Sunday, January 17, 2016

How Can I Help?




How can I help? What a strong question that gets belittled each and every day. Do we really mean it when we say it?


Anyway, it's the title of a book I had to read for a class I was taking. Not to sound like a preacher, but I definitely think this is a book we should all read.
Whatever we are going through, I feel this brook will help you look at things just a bit differently. It really made me think; how I looked at life, the world around me, and the things I am doing every single day.
To be perfectly honest, sometimes the book made me feel like shit. But don't get me wrong, it is still an amazing book.
How can I describe it? I guess the title says it all. It not only makes you ask yourself how you can help the people and world around you, but even more importantly, it makes you think about how you can help yourself.
From anything I have learned in sobriety, which still doesn't even amount too much, is that we all need to help ourselves first. Before anything else we try to tackle with someone else.
Whether it is be being depressed as hell, angry as shit, or just craving that chemical help that we addicts were so fond of, it makes us really look deep inside ourselves and reach into the guts and messy shit we stored in the back of our minds that we don't want to deal with.
Trust me, I know that sounds terrible; just writing it made me realize that. But it helps you figure out the questions we need to ask ourselves to bring the fucked up shit to the front of the mind without having to kick it away with all your might. It does it in a subtle way that also gives you the strength the follow through.
I know, I've been writing more of a book review than a blog post, but I felt like I had to share this book. It's got nothing to do with AA or NA, but just plain old yourself and the world in the way you see it. It has already helped me figure some stuff out, and showed me things that I really need to work on. I'm sure it can, if not help you, change your perspective on some things in a positive way.
Alright, I'm done ranting. Just wanted to share something I thought might help.
Stay Strong Beautiful People

Wednesday, January 13, 2016


That's what the saying is right? New year, new me?
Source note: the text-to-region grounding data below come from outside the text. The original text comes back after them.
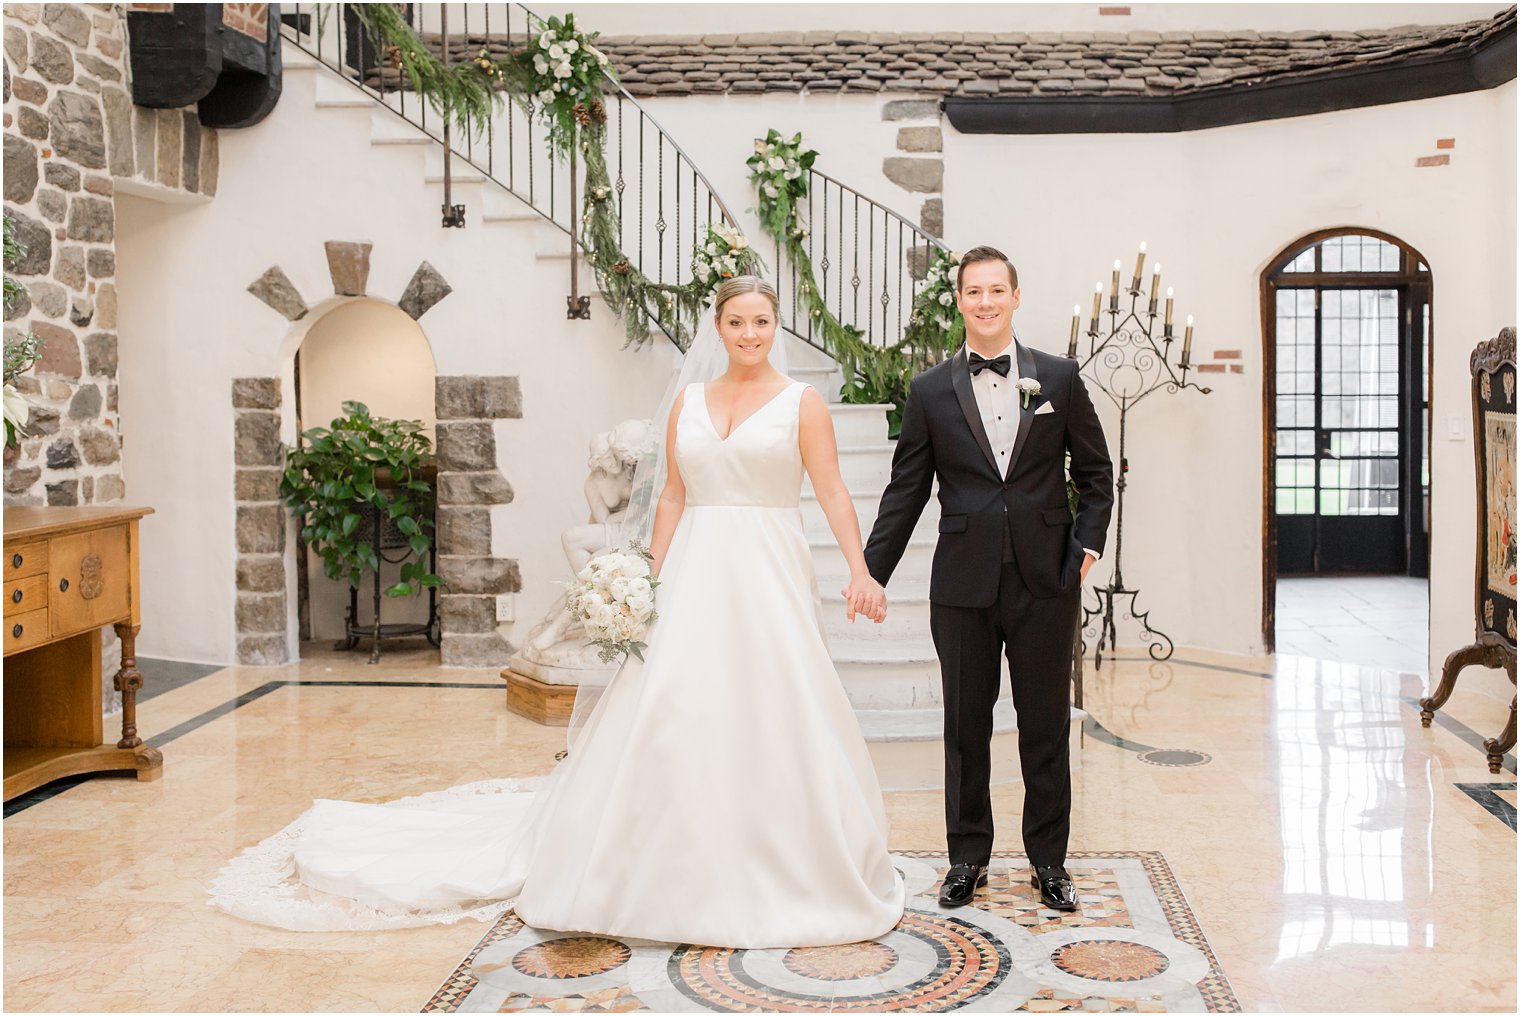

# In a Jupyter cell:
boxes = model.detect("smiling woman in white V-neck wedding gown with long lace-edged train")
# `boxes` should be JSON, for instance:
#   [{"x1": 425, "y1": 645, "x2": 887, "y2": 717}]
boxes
[{"x1": 211, "y1": 275, "x2": 904, "y2": 949}]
Is it really true? Are we really flourishing into a brand new people. Probably not. Can we? I mean, I think it could be possible.

Maybe... no not really. I'm not trying to be a negative sally though so just hold on a second.

It's definitely not as easy as it seems, to change completely. We are all stuck in our ways, ways that might not be the ones that are making us as happy as we wish they would.

So instead of deciding on a, 'New Year New Me' kind of situation, I wanted to make a 'New Year, Better me'

That one,  is definitely possible.

I feel most of us fail to accomplish what we set out to be our resolutions because we tend to overwhelm ourselves with changing into this new person. I don't think this is something that is needed. I don't even think it is something positive.

No matter what, we are all beautiful people. Things that are occurring on the outside world might just not be making us happy.

Whether its the guy not making us happy; our body isn't how we want it to be; whether or not we want to keep doing this or that... you get the point.

That got me thinking if it is our behaviors that lead to those outside events. After all, our word is shaped by how we perceive things and how we react to those thoughts.

The resolutions we tend to set are sometimes things that we already know are not going to be accomplished the second we write them down, or make a mental note of them though and punish ourselves when we "fail."

A quick example in my own life was that I wanted to go to the gym a few times a week and so on. But, I knew life was going to get in the way sometimes and other times, I might just not want to.
"Be more active" is what replaced it.

Some of you might not agree with my easier on thy self perspective, but I know for some, it might do well. Especially if, like me, you are recovering from an addiction.

Setting goals that are actually within your grasp and those that you will not hate yourself for setting in the first place, will be much more rewarding. It is then after your reach some of those goals that you can continue to work up to what you eventually want to accomplish.

What I am trying to get to really, is make 2016 a year that you are nicer to yourself. Be more compassionate, and don't be too hard on yourself.

Those are some of the most destructive patterns of thinking when it comes to happiness and your own self-perception.

I know for myself, it is what made 2015 a particular difficult year, when I don't think it really had to be.